Spykens owned up that he hadn’t, and tore himself away from her sweet presence, pleading pressing business engagements. The widow has money in bank, and a whole pile of stocks, and is looked upon as a desirable matrimonial investment, but when Spykens reflects, musingly, upon the sad fate of those three husbands, two killed and one driven away by her infernal poetry, assisted materially, no doubt, by Her large, cold, clammy feet, he concludes to remain single.

SMALLPOX.

Since the disappearance of the mumps everybody has taken cold, and there is more influenzial coughing and sneezing going on in Austin than anywhere. Bhte meanest man hasn’t got it yet, but he will, because there is plenty and he can get it for nothing.
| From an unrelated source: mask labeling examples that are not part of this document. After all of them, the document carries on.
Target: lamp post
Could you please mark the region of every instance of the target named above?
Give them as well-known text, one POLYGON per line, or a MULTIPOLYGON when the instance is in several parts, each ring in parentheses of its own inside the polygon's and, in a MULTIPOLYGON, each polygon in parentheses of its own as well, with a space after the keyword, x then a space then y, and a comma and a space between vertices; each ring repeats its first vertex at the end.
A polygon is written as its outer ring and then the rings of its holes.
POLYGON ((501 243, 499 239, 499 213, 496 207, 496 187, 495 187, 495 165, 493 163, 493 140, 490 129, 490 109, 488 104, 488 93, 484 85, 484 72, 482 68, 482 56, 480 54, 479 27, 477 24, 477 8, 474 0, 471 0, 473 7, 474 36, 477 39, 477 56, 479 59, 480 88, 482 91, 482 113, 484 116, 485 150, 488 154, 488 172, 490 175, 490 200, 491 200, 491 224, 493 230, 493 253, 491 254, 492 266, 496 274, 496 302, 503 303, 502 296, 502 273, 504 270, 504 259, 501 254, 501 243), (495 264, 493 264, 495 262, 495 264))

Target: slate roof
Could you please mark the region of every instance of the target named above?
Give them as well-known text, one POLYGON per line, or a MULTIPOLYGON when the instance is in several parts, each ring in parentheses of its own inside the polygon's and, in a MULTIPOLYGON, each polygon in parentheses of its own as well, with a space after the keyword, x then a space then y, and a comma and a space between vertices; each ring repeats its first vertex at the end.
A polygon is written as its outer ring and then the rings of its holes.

Smallpox never thinks it worthwhile to come here and is not liable to, for various reasons. That objectionable disease favors more populous and eligible localities. I see by the papers that they have it over in Nevada City, California. I also notice that the local papers eagerly assert that there is no occasion for any scare on the part of the timid public; that the disease cannot spread, etc. But they record that it does spread, however, at a very lively rate; that the public schools close in consequence; the city officials are taking active measures to corral and squelch the dread malady, and a general scare prevails in spite of all the admonitions to the contrary. Now, why not come out in honest, square recognition of the much and justly-dreaded disease and treat it accordingly? Call it smallpox and treat it as such. Alarm everybody and put them on their guard. The newspaper editors should be among the first to catch the disease, in order that they might write more judiciously and intelligently regarding it.

ALF. DOTEN.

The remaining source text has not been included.